The General observed the construction with a new and sicker eye. “I thought that I was just going to be losing a leg.”
“That, too, my girl: but all things in their time. It is a punishment, after all. Not some simple operation. It is vitally important that you be aware you are about to lose your leg, and even more important that you remain aware the moment you do.”
“And how is crucifixion related to the loss of my leg?”
“Upside down,” explained the Lamb, looking particularly dead inside as he studied the crucifix, then the face of his daughter. “For a long, long time.”
With far greater pleasure, Cicero expounded to the very anatomy-conscious General that, “The upper half of the body lacks in valves to retard the flow of blood, as man was not made to spend his time hanging inverted without a break. After, oh, ten or so hours in such a position, the average person’s head will burst from the intensity of the pressure. But we can’t have that, can we?”
Tightly, humorlessly, the General bared her teeth.

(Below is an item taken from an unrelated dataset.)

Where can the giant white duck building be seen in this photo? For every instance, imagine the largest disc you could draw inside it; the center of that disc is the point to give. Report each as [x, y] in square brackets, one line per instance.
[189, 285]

“We will suspend you by your right leg,” explained El Sacerdote, continuing on with perfectly mild expression. “It will soon fall asleep, and quickly thereafter—in the grand scheme of your torture—be dead, for the protein cannot heal your tissues without circulation! Just think of what a clean and easy job the amputation will be when all of this is over. No blood to heal the atrophied fibers of those muscles. But we will take measures to ensure such a thing does not happen to the rest of you, so long as you truly have returned to the Family.”